Some 'DENIED' messages in the logs

sqllyw · November 7, 2017, 1:55am

Hi,

running LXD 2.18 in Ubuntu server 16.04, in the host boot log, can see messages:

Nov 07 09:44:54 chico audit[5352]: AVC apparmor="DENIED" operation="file_inherit" namespace="root//lxd-email-internal_<var-lib-lxd>" profile="/sbin/dhclient" name="/run/systemd/journal/stdout" pid=5352 comm="dhclient" requested_mask="wr" denied_mask="wr" fsuid=100000 ouid=100000
Nov 07 09:44:54 chico audit[5352]: AVC apparmor="DENIED" operation="file_inherit" namespace="root//lxd-email-internal_<var-lib-lxd>" profile="/sbin/dhclient" name="/run/systemd/journal/stdout" pid=5352 comm="dhclient" requested_mask="wr" denied_mask="wr" fsuid=100000 ouid=100000
Nov 07 09:48:41 chico audit[6506]: AVC apparmor="DENIED" operation="mount" info="failed flags match" error=-13 profile="lxd-email-internal_</var/lib/lxd>" name="/tmp/" pid=6506 comm="(dovecot)" flags="rw, remount, bind"
Nov 07 09:48:41 chico kernel: audit: type=1400 audit(1510019321.740:53): apparmor="DENIED" operation="mount" info="failed flags match" error=-13 profile="lxd-email-internal_</var/lib/lxd>" name="/tmp/" pid=6506 comm="(dovecot)" flags="rw, remount, bind"

inside the container, dmesg, got following:

[ 322.960943] audit: type=1400 audit(1510019321.740:53): apparmor="DENIED" operation="mount" info="failed flags match" error=-13 profile="lxd-email-internal_</var/lib/lxd>" name="/tmp/" pid=6506 comm="(dovecot)" flags="rw, remount, bind"

but the container still runs, just wondering why and if it will affect the operation, Thanks.

Sq

stgraber · November 7, 2017, 6:10am

It’s unclear exactly what dovecot was trying to do here, but that one failure may actually affect its operation.

For the dhclient one, that one is usually harmless and may just affect some logging for the systemd unit.

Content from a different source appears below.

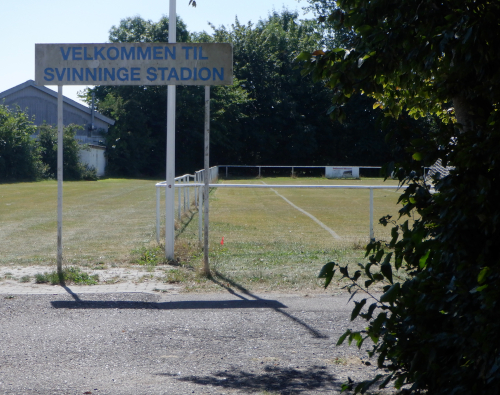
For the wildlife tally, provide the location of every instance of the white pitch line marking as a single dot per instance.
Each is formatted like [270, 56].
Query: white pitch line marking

I think it may still be worth filing a bug against apparmor and dhclient to have this particular one dealt with: https://bugs.launchpad.net/ubuntu/+source/isc-dhcp/+filebug (and then add a task for the “apparmor” package once the bug is filed).

sqllyw · November 7, 2017, 7:59am

is LXD container’s /tmp same as /tmp in the host?

simos · November 7, 2017, 12:35pm

The /tmp in the host is different from the /tmp in a container.